The day has been set aside for humanity to think peace and act peace.
The global theme for the commemoration of the day: “End racism, build peace”, was apt by all standards and an appropriate reminder for the world to constantly work to end this canker of racism which is threatening peace in many parts of the world.
Without any doubt, we need peace to develop. It is, therefore, important that everything is done to nurture and protect the peace we enjoy as a nation.
If we lose our peace, the consequences will be dire, with an impact on every endeavour.
Without peace, we can’t develop and our roads, health, educational and other sectors will be affected. Peace is, therefore, fundamental to the accelerated development of any country.
Again, when there is no peace, it is the vulnerable who suffer, particularly children, women and the weak in society.
As humans, we are interdependent. We, therefore, need one another for the progress of the world. This means we all have a role to play to promote peace.
Churches, traditional authorities, the media, academia, civil society, politicians and the citizenry all have a share in this enterprise of ensuring peace and social cohesion, not only in Ghana but everywhere in the world.
It is important we all avoid grounds for discrimination. Fortunately, in this country we do have the National Peace Council leading in the effort to ensure a peaceful state.
Indeed, the council has a greater responsibility to coordinate and harmonise peace initiatives.
Our political actors too have a huge role to play. As leaders, they are supposed to act in manners that unite the nation, rather than divide us.
Also, as a country, we all have the mandate to own peace-building initiatives. This is simply because conflicts just destroy everything, including the economy and the well-being of the individual.
Every effort must be made to ensure we integrate more and more, as well as sustainably create the needed awareness of peace-building gestures, as well as respect for one another.
In fact, we also need deliberate state policies to enhance peace-building gestures.
We do not harbour any doubt that conflict is as old as humanity. Nonetheless, when it occurs, we need to find peace and harmony through dialogue.
Ghana has come a long way, and peace being at the core of the Sustainable Development Goals, cannot be taken for granted.

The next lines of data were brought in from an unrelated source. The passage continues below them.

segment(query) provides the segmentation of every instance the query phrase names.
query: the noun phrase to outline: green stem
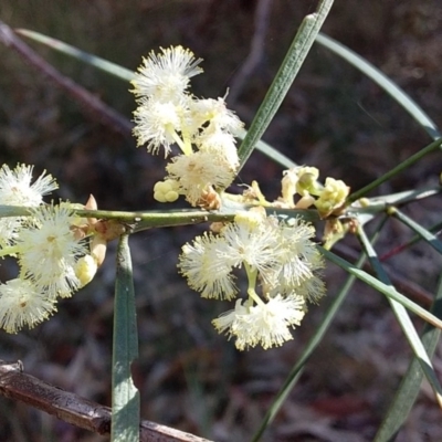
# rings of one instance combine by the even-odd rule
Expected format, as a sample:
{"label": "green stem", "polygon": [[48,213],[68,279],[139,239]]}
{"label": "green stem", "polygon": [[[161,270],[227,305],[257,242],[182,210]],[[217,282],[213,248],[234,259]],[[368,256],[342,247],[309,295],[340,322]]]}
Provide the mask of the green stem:
{"label": "green stem", "polygon": [[[288,49],[285,59],[273,80],[270,90],[256,112],[252,125],[239,148],[240,169],[255,148],[265,129],[269,127],[274,115],[286,96],[293,81],[295,80],[301,66],[307,56],[316,35],[318,34],[330,8],[333,0],[320,0],[317,12],[307,15],[301,23],[292,45]],[[239,169],[239,170],[240,170]]]}

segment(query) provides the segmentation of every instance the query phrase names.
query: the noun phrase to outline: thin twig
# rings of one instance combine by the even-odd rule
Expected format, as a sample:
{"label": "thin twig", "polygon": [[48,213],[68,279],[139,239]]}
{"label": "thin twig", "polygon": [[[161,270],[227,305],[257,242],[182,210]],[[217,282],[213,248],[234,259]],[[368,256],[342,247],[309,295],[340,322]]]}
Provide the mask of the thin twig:
{"label": "thin twig", "polygon": [[254,17],[254,28],[250,52],[245,62],[232,80],[229,88],[228,102],[232,106],[244,87],[245,82],[251,77],[256,66],[261,63],[264,55],[265,35],[269,29],[269,17],[272,6],[272,0],[259,0]]}
{"label": "thin twig", "polygon": [[[101,406],[24,373],[21,361],[7,364],[0,360],[0,394],[22,401],[75,427],[99,434],[110,433],[109,407]],[[140,442],[210,442],[208,439],[150,421],[140,422],[139,440]]]}
{"label": "thin twig", "polygon": [[51,78],[61,88],[66,91],[76,102],[84,105],[94,119],[99,120],[110,129],[129,136],[131,123],[112,107],[104,104],[91,92],[61,74],[56,69],[42,59],[35,51],[25,44],[8,24],[0,20],[0,42],[17,51],[29,64]]}

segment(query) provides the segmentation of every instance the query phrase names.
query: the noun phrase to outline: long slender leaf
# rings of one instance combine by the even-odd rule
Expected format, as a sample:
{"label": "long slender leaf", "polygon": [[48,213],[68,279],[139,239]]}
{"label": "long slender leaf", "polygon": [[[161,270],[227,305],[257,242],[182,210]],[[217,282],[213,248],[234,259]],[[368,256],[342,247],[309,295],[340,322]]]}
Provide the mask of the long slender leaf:
{"label": "long slender leaf", "polygon": [[[118,64],[112,63],[97,55],[82,51],[61,40],[53,39],[52,36],[44,35],[40,32],[31,31],[28,29],[18,29],[15,30],[15,32],[38,43],[44,44],[45,46],[51,48],[54,51],[61,52],[67,56],[76,59],[82,63],[94,66],[99,71],[105,72],[106,74],[113,75],[123,81],[130,82],[134,78],[135,73],[133,71],[123,67]],[[246,136],[245,130],[242,130],[240,134],[238,134],[238,137],[241,139],[244,139],[245,136]],[[293,162],[290,158],[287,158],[285,155],[281,154],[278,150],[276,150],[269,144],[264,143],[263,140],[259,140],[256,143],[256,149],[260,150],[265,156],[267,156],[269,158],[271,158],[273,161],[280,164],[281,166],[287,169],[296,166],[296,164]]]}
{"label": "long slender leaf", "polygon": [[[383,224],[386,219],[387,219],[387,217],[385,217],[385,219],[381,221],[380,227]],[[380,228],[376,230],[377,233],[375,234],[375,236],[372,239],[373,242],[378,238],[380,230],[381,230]],[[364,265],[365,261],[366,261],[366,256],[361,255],[360,259],[358,260],[358,262],[356,263],[356,266],[358,269],[360,269]],[[296,364],[293,366],[291,372],[288,373],[286,380],[284,381],[284,385],[281,387],[281,390],[277,392],[275,400],[273,401],[272,406],[269,408],[267,412],[265,413],[260,428],[256,430],[256,433],[253,435],[252,442],[257,442],[261,439],[261,436],[263,435],[265,429],[273,422],[273,419],[275,418],[276,413],[280,411],[285,399],[287,398],[290,392],[295,387],[297,380],[299,379],[305,364],[312,356],[313,351],[320,344],[320,341],[324,338],[325,334],[327,333],[333,319],[335,318],[336,314],[339,312],[339,308],[341,307],[344,301],[346,299],[348,292],[350,291],[355,281],[356,281],[356,276],[354,276],[354,275],[349,275],[347,277],[346,282],[339,290],[336,298],[334,299],[332,305],[328,307],[319,327],[317,328],[315,334],[312,336],[312,338],[308,340],[303,352],[301,354],[299,358],[297,359]]]}
{"label": "long slender leaf", "polygon": [[332,4],[333,0],[320,0],[317,12],[307,15],[303,20],[263,103],[256,112],[248,135],[239,148],[241,167],[244,166],[245,161],[255,148],[256,143],[261,139],[280,108],[281,103],[299,72],[299,69],[322,28]]}
{"label": "long slender leaf", "polygon": [[399,221],[403,222],[411,230],[413,230],[418,235],[420,235],[423,241],[427,241],[429,245],[431,245],[436,252],[442,254],[442,241],[439,238],[431,233],[429,230],[422,228],[422,225],[418,224],[410,217],[407,217],[403,212],[401,212],[397,208],[390,208],[389,214],[397,218]]}
{"label": "long slender leaf", "polygon": [[[439,281],[439,287],[431,312],[435,316],[442,317],[442,277]],[[441,330],[425,324],[422,333],[422,344],[429,356],[434,354],[440,336]],[[383,421],[376,433],[373,439],[375,442],[388,442],[396,439],[399,429],[403,422],[406,422],[410,410],[418,398],[422,378],[423,371],[421,365],[418,357],[414,356],[408,367],[406,376],[402,378],[394,399],[387,410]]]}
{"label": "long slender leaf", "polygon": [[118,243],[114,306],[110,440],[135,442],[139,439],[139,392],[130,366],[138,358],[138,334],[127,234]]}
{"label": "long slender leaf", "polygon": [[427,320],[429,324],[442,329],[442,320],[432,315],[430,312],[425,311],[418,304],[410,301],[408,297],[401,295],[394,287],[383,284],[376,277],[371,276],[367,272],[364,272],[360,269],[357,269],[354,264],[349,263],[346,260],[335,255],[335,253],[325,250],[320,245],[317,246],[320,250],[320,253],[330,262],[338,265],[339,267],[344,269],[346,272],[355,275],[358,280],[364,281],[366,284],[370,285],[371,287],[376,288],[378,292],[385,294],[391,299],[397,301],[399,304],[403,305],[409,311],[413,312],[422,319]]}
{"label": "long slender leaf", "polygon": [[[368,241],[364,229],[358,228],[358,236],[359,240],[361,241],[362,248],[365,249],[366,253],[368,254],[368,257],[370,260],[371,266],[373,267],[379,281],[387,285],[391,285],[390,278],[387,275],[387,272],[383,270],[379,257],[377,256],[375,249]],[[425,348],[423,347],[423,344],[421,339],[419,338],[418,332],[414,328],[414,325],[412,324],[410,316],[408,315],[406,308],[400,305],[397,301],[388,298],[391,309],[394,313],[396,318],[399,322],[399,325],[402,328],[403,334],[406,335],[415,358],[418,358],[419,364],[421,365],[421,369],[423,373],[425,375],[427,380],[429,381],[430,386],[432,387],[435,399],[439,403],[439,407],[442,408],[442,388],[439,383],[439,380],[434,373],[433,366],[431,364],[431,359],[427,355]]]}
{"label": "long slender leaf", "polygon": [[118,78],[130,82],[134,80],[135,73],[128,69],[125,69],[118,64],[112,63],[99,56],[92,55],[88,52],[82,51],[71,44],[64,43],[61,40],[53,39],[52,36],[44,35],[40,32],[30,31],[28,29],[15,30],[18,34],[27,36],[35,42],[42,43],[48,48],[51,48],[57,52],[69,55],[73,59],[80,60],[86,64],[99,69],[101,71],[107,72]]}

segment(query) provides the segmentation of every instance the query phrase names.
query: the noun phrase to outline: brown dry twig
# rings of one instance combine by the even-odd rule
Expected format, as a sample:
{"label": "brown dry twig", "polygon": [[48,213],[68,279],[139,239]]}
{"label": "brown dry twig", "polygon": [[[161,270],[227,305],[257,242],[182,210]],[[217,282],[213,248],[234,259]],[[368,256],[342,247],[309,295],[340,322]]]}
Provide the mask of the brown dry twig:
{"label": "brown dry twig", "polygon": [[[0,360],[0,394],[19,400],[75,427],[109,434],[112,410],[23,372],[21,361]],[[150,421],[139,424],[140,442],[210,442]]]}

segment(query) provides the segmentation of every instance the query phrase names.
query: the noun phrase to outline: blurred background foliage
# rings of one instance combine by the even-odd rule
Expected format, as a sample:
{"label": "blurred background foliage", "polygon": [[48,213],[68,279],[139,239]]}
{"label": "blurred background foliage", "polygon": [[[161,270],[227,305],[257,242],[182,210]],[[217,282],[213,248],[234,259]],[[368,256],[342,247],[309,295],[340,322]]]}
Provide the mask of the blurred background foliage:
{"label": "blurred background foliage", "polygon": [[[193,78],[198,96],[223,96],[235,86],[255,32],[255,0],[2,0],[0,19],[65,41],[136,70],[143,55],[182,44],[204,59]],[[228,103],[246,126],[253,118],[303,17],[315,1],[275,0],[267,17],[262,57]],[[337,1],[324,32],[372,62],[442,125],[442,4],[433,0]],[[64,55],[30,43],[64,75],[92,91],[126,118],[135,108],[130,88]],[[160,208],[152,185],[164,158],[147,155],[116,133],[10,48],[0,46],[0,160],[46,169],[59,179],[54,198],[102,209]],[[322,178],[351,188],[369,182],[430,143],[411,118],[361,73],[315,45],[264,138],[298,164],[318,167]],[[238,182],[257,179],[270,199],[280,191],[281,169],[255,152]],[[383,185],[382,193],[420,187],[441,171],[428,158]],[[409,208],[430,225],[441,213],[430,199]],[[311,308],[294,340],[281,349],[238,352],[210,320],[229,308],[191,292],[177,275],[180,246],[207,227],[162,229],[131,238],[140,358],[135,367],[144,419],[217,441],[245,441],[296,360],[327,298]],[[381,250],[411,234],[391,223]],[[355,241],[348,239],[354,246]],[[113,248],[110,248],[113,249]],[[390,260],[396,274],[434,290],[440,259],[424,246]],[[15,269],[4,261],[2,281]],[[113,250],[93,283],[33,330],[0,333],[0,358],[21,359],[27,371],[104,404],[109,403]],[[328,298],[343,281],[327,270]],[[404,372],[410,351],[386,301],[356,285],[327,338],[266,435],[267,441],[369,441]],[[436,352],[440,362],[441,352]],[[435,364],[436,366],[436,364]],[[425,439],[427,438],[427,439]],[[442,439],[440,410],[423,387],[399,441]],[[0,398],[1,441],[102,441],[51,417]]]}

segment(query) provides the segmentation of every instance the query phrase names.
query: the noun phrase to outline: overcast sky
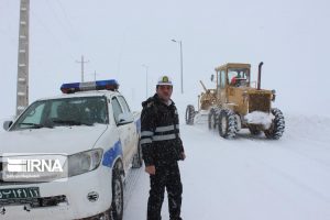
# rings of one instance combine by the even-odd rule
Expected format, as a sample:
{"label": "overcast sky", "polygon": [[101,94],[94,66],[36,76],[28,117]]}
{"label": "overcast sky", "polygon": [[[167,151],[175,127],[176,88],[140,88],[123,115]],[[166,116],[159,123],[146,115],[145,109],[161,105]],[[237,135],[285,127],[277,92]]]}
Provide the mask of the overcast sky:
{"label": "overcast sky", "polygon": [[[19,0],[0,0],[0,118],[14,114]],[[80,80],[80,56],[89,61],[85,79],[116,78],[134,109],[161,74],[180,96],[196,103],[215,67],[251,63],[262,87],[277,91],[284,111],[330,114],[330,2],[327,0],[111,1],[30,0],[30,102],[59,94],[63,82]]]}

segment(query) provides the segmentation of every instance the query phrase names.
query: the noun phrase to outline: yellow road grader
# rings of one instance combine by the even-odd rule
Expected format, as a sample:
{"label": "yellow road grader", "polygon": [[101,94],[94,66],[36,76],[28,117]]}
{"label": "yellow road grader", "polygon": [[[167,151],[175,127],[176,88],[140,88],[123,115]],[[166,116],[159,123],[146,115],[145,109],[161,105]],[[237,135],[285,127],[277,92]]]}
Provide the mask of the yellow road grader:
{"label": "yellow road grader", "polygon": [[282,111],[272,108],[275,90],[261,89],[261,69],[258,65],[257,82],[251,81],[251,65],[228,63],[216,68],[215,89],[207,89],[198,96],[198,111],[193,105],[186,109],[186,123],[201,114],[207,116],[209,129],[218,129],[220,136],[233,139],[241,129],[249,129],[252,135],[264,132],[267,139],[279,139],[285,130]]}

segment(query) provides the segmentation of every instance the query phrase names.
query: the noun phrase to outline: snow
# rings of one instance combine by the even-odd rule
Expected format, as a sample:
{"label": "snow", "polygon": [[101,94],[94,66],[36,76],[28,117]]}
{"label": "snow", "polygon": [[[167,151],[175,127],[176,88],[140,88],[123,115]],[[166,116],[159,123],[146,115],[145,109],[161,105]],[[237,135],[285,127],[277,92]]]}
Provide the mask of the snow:
{"label": "snow", "polygon": [[[330,219],[330,118],[285,117],[278,141],[252,138],[248,130],[223,140],[207,124],[182,120],[183,219]],[[124,220],[146,218],[148,176],[143,168],[138,173]],[[162,216],[168,219],[166,197]]]}

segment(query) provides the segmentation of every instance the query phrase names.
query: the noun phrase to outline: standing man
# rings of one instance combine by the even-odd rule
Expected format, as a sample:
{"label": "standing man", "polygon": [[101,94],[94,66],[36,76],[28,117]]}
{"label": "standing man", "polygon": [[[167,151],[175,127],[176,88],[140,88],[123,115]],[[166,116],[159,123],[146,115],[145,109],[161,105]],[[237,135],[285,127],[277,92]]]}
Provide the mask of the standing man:
{"label": "standing man", "polygon": [[142,102],[141,146],[145,172],[150,175],[147,220],[161,220],[165,188],[170,220],[182,220],[183,185],[177,161],[185,160],[177,109],[170,99],[172,80],[162,76],[156,94]]}

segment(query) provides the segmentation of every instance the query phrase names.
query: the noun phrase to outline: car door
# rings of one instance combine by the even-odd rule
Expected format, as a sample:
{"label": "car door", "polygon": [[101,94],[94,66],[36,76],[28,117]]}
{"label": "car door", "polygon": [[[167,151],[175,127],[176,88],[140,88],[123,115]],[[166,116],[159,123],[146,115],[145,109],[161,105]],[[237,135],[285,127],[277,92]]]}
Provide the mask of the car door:
{"label": "car door", "polygon": [[[133,114],[130,110],[129,105],[127,103],[125,99],[122,96],[119,96],[118,100],[119,100],[124,113]],[[134,121],[127,125],[128,125],[128,130],[129,130],[128,133],[129,133],[129,140],[130,140],[129,146],[127,148],[127,155],[129,158],[132,158],[133,155],[135,154],[135,152],[138,151],[139,136],[138,136],[136,125],[135,125]]]}
{"label": "car door", "polygon": [[119,132],[119,139],[122,145],[122,153],[123,153],[123,165],[124,169],[127,169],[130,166],[130,130],[131,130],[131,124],[121,124],[119,125],[119,116],[123,113],[123,109],[118,100],[118,97],[112,97],[111,98],[111,106],[113,110],[113,118],[117,124],[117,129]]}

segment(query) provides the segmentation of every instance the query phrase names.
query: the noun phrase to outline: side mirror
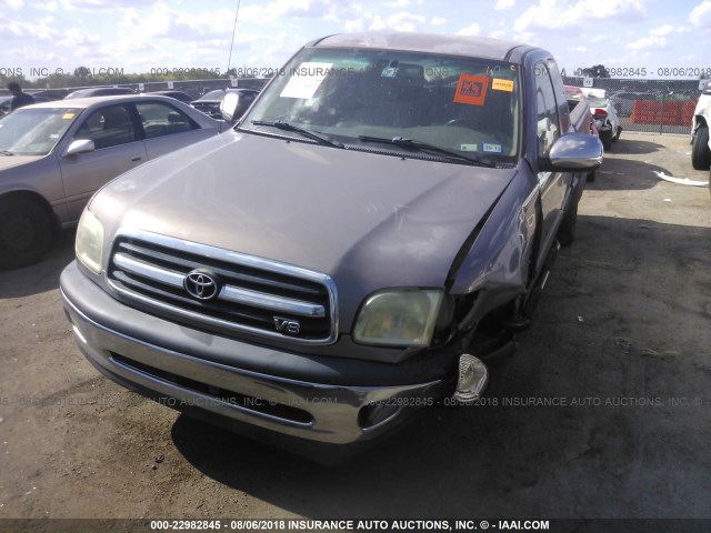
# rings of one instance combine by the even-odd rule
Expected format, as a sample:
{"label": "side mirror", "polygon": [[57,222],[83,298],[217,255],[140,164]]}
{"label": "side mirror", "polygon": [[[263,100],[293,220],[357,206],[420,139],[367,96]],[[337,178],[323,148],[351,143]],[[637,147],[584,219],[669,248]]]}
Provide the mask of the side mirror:
{"label": "side mirror", "polygon": [[[239,109],[241,101],[242,98],[240,98],[239,92],[226,92],[224,98],[222,98],[220,102],[220,114],[222,119],[228,122],[237,121],[242,115]],[[244,111],[242,110],[242,112]]]}
{"label": "side mirror", "polygon": [[97,149],[93,141],[89,139],[77,139],[71,141],[64,155],[77,155],[79,153],[93,152]]}
{"label": "side mirror", "polygon": [[602,143],[589,133],[568,133],[551,147],[543,170],[593,170],[602,164]]}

We must, therefore, continue to develop structures and systems that will support and sustain our peace endeavours.
We must work to support our marginalised communities and generally work to improve access to essential services.
We also believe that when we address the challenges of the marginalised, it will go a long way to bring about peace.
Although we have done quite well democratically, we seem to have become complacent and our political discourse is nothing to write home about.
As we celebrate International Day of Peace, we urge our political actors to work to reverse the trend.
Let’s think national and talk national and refrain from seeing everything with a political eye. We must put the national interest first. When we are able to do that, we will be able to preserve the peace that we currently enjoy as a country.